PARIS: L'eurodéputée LFI Rima Hassan est convoquée ce vendredi matin au siège de la police judiciaire parisienne dans le cadre d'une enquête différente des faits pour lesquels elle a été placée jeudi en garde à vue, a appris l'AFP auprès d'une source proche du dossier.

Rima Hassan est attendue au Bastion par les enquêteurs de la Brigade de répression de la délinquance aux personnes (BRDP), a ajouté cette source confirmant partiellement une information de TF1.

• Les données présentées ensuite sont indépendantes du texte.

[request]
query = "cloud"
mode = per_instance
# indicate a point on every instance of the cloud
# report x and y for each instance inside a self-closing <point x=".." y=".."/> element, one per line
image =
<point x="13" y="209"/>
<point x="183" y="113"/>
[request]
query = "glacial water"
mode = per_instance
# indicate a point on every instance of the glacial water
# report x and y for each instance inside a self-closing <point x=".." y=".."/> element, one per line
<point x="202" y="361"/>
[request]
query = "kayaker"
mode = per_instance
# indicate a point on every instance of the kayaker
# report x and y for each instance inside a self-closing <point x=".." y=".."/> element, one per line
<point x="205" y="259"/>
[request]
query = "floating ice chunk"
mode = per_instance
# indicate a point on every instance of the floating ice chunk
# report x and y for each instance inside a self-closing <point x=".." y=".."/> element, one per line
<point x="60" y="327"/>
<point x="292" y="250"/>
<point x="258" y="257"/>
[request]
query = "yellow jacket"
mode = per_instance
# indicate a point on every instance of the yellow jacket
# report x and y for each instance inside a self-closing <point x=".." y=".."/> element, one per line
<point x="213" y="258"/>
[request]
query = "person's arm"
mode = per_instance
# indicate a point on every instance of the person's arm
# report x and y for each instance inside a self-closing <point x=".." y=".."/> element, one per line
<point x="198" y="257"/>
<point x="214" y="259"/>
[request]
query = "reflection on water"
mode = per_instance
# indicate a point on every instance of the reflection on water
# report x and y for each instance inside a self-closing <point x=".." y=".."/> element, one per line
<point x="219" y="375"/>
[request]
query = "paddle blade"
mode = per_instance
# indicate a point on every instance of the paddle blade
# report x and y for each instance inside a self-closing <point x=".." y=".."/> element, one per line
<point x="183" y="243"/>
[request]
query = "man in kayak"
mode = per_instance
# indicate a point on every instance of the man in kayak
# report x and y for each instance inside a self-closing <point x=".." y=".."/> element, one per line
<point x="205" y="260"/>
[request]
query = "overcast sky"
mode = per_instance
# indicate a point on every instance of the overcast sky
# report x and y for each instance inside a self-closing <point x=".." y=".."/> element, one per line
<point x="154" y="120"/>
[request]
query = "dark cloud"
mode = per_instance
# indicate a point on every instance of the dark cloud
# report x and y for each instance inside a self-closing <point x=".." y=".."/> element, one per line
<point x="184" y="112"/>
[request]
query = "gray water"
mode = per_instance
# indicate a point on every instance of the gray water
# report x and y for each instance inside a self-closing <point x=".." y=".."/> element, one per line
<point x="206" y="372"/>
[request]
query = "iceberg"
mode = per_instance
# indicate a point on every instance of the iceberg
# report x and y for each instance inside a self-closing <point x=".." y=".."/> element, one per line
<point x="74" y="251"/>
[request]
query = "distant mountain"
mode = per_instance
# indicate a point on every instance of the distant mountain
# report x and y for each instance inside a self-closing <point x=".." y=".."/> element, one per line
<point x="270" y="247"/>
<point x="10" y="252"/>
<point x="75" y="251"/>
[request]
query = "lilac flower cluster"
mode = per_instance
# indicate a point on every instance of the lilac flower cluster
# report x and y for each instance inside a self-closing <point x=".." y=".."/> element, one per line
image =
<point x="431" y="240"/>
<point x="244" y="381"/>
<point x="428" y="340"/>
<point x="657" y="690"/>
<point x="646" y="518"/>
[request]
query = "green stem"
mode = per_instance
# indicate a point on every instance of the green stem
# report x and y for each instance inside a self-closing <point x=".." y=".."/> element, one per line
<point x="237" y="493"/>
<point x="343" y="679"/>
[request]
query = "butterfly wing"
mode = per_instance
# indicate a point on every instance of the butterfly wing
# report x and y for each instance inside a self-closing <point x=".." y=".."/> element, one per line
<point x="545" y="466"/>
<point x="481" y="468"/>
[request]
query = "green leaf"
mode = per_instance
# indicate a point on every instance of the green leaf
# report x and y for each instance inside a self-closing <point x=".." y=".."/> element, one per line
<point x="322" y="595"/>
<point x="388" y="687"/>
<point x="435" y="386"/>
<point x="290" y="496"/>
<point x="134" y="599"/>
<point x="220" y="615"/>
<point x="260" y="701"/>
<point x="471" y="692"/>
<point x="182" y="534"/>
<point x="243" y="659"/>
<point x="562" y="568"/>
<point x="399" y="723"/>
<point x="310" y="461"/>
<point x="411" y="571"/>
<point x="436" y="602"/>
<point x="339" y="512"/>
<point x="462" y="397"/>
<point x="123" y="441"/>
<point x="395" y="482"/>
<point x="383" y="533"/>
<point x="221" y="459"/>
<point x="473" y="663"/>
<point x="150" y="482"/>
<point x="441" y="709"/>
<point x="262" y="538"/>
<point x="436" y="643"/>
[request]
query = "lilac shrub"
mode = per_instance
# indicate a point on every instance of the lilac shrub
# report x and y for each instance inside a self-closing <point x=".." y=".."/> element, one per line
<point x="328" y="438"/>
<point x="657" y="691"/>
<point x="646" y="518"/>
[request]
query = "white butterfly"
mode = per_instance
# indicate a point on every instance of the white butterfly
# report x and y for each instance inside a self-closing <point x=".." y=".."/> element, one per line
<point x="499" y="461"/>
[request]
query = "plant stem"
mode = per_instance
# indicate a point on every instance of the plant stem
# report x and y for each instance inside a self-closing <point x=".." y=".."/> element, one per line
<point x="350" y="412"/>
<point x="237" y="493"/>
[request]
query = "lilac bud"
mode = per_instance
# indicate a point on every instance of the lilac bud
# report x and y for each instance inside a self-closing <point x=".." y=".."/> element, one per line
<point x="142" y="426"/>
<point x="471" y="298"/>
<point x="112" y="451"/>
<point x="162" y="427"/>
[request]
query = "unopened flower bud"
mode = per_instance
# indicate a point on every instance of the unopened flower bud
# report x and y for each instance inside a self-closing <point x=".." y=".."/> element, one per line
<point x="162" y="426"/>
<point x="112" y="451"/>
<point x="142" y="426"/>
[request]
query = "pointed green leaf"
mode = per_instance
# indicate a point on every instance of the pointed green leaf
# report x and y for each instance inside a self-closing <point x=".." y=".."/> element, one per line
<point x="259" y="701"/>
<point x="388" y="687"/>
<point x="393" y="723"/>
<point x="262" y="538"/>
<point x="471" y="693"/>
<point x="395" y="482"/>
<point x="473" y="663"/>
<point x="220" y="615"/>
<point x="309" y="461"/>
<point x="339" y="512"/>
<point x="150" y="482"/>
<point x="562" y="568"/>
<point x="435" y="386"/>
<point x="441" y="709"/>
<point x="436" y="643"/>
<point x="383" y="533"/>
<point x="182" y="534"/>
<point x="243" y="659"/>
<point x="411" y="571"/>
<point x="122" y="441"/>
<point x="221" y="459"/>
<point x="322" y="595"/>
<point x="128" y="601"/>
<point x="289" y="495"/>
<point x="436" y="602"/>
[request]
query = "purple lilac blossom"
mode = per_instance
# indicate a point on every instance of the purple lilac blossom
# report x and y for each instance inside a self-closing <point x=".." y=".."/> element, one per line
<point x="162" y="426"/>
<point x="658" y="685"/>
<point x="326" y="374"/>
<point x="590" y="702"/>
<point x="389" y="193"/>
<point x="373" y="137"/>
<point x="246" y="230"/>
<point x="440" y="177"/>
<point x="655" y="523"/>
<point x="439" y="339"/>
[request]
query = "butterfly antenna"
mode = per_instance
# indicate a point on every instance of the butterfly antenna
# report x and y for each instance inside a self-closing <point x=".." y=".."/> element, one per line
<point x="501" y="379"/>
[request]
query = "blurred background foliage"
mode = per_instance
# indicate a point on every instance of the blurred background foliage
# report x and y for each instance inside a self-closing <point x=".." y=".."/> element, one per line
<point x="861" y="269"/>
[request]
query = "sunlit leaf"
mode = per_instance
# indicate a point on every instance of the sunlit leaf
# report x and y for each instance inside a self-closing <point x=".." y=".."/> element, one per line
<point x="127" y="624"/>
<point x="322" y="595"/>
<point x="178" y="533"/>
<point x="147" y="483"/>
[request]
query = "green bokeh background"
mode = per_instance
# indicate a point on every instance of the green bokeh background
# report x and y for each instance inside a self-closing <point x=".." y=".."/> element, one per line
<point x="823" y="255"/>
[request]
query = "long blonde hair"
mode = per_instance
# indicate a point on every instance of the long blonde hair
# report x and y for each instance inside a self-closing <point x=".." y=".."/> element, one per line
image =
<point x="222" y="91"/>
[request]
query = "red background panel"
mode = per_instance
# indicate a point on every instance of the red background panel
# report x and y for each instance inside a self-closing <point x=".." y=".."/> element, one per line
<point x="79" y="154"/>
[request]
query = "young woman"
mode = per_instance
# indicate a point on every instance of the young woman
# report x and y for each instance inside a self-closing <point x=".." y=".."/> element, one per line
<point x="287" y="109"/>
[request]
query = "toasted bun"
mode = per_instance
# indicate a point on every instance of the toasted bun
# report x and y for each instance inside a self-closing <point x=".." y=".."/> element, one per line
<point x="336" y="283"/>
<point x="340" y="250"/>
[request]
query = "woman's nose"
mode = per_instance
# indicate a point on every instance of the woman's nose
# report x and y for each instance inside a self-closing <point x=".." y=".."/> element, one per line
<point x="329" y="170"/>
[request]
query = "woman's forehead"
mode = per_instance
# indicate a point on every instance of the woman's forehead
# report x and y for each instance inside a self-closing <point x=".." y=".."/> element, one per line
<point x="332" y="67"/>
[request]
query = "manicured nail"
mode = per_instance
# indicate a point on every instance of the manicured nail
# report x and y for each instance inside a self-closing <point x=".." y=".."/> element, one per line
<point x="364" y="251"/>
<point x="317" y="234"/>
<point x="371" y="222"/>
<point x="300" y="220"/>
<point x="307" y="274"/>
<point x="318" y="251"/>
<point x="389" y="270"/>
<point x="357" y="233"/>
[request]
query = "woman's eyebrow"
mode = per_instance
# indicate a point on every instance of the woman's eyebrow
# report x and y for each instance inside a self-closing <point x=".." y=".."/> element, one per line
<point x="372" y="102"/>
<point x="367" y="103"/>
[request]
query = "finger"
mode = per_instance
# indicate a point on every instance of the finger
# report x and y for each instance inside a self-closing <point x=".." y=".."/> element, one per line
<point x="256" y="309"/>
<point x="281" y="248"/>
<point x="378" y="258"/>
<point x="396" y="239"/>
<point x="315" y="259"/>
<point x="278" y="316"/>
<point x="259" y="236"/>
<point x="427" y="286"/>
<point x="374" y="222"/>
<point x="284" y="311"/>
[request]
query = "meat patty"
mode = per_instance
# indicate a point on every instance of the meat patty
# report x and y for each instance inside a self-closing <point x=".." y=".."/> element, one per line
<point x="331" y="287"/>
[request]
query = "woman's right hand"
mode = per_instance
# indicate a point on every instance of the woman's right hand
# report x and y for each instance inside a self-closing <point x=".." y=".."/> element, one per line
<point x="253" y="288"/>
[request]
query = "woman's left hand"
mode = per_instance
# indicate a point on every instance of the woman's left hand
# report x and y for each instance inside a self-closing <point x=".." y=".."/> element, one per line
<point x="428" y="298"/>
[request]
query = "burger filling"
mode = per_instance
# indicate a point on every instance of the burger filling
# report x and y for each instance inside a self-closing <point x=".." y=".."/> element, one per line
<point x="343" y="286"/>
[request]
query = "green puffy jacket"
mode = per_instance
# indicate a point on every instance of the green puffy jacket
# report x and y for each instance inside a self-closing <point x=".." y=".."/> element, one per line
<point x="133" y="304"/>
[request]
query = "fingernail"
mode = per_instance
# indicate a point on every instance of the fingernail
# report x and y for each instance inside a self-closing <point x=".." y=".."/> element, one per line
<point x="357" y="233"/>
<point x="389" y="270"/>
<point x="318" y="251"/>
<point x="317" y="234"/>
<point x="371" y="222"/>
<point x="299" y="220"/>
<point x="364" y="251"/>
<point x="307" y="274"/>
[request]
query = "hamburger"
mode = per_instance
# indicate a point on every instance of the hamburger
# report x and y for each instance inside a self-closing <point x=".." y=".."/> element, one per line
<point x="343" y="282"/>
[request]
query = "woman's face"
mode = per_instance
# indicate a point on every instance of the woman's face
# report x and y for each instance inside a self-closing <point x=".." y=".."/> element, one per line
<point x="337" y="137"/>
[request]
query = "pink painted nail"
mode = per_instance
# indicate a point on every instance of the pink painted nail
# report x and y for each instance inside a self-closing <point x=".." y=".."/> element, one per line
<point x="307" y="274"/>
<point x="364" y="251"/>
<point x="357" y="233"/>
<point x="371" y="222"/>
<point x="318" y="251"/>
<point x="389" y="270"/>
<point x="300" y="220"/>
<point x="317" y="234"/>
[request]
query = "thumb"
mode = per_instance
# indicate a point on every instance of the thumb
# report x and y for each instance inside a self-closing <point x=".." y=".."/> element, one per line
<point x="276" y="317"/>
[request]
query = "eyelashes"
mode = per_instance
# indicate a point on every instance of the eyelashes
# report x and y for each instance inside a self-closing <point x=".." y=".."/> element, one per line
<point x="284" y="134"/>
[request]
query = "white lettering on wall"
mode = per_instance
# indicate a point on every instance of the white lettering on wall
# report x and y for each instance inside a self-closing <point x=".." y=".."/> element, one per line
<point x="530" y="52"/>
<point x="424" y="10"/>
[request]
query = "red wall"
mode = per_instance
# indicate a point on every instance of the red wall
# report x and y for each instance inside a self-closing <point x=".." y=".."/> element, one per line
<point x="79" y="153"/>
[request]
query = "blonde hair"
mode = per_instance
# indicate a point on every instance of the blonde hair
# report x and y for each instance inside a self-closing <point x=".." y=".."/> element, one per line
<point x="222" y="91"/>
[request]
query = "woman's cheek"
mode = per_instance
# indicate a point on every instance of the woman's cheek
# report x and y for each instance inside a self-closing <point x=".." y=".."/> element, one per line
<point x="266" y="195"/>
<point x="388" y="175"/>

Les faits pour lesquels l'eurodéputée est convoquée à la BRDP n'ont rien à voir avec ce qu'il s'est passé jeudi, a-t-on insisté.

L'eurodéputée a été placée jeudi en garde à vue d'où elle est ressortie libre en fin de soirée avec une convocation le 7 juillet pour être jugée pour "apologie du terrorisme" à raison d'un de ses posts sur X.

Lors de la fouille de ses effets, il a été découvert "la présence de matières s'apparentant d'une part à du CBD et d'autre part à de la 3MMC (une drogue de synthèse, ndlr), sur lesquelles elle a été interrogée", avait indiqué le parquet à l'issue de sa garde à vue, en ajoutant que "ces éléments (étaient) disjoints et feront l'objet d'une procédure distincte".

Manuel Bompard, coordinateur national de La France insoumise, a assuré vendredi sur Sud Radio que Rima Hassan n'avait "aucune drogue sur elle", dénonçant des "informations mensongères" utilisées pour la "salir".

Invité de BFMTV, Laurent Nuñez a justifié le signalement à la justice par ses services du post de Rima Hassan qui faisait référence à Kōzō Okamoto, un des auteurs du massacre perpétré le 30 mai 1972 à l'aéroport de Tel-Aviv (26 morts).

"C'était normal de faire un signalement (...) le tweet de Mme Hassan est grave (...), il n'y a pas d'acharnement", a fait valoir le ministre de l'Intérieur, en affirmant qu'il ne "fallait rien laisser passer".

"L'action politique doit rester dans les limites de l'Etat de droit", a-t-il ajouté.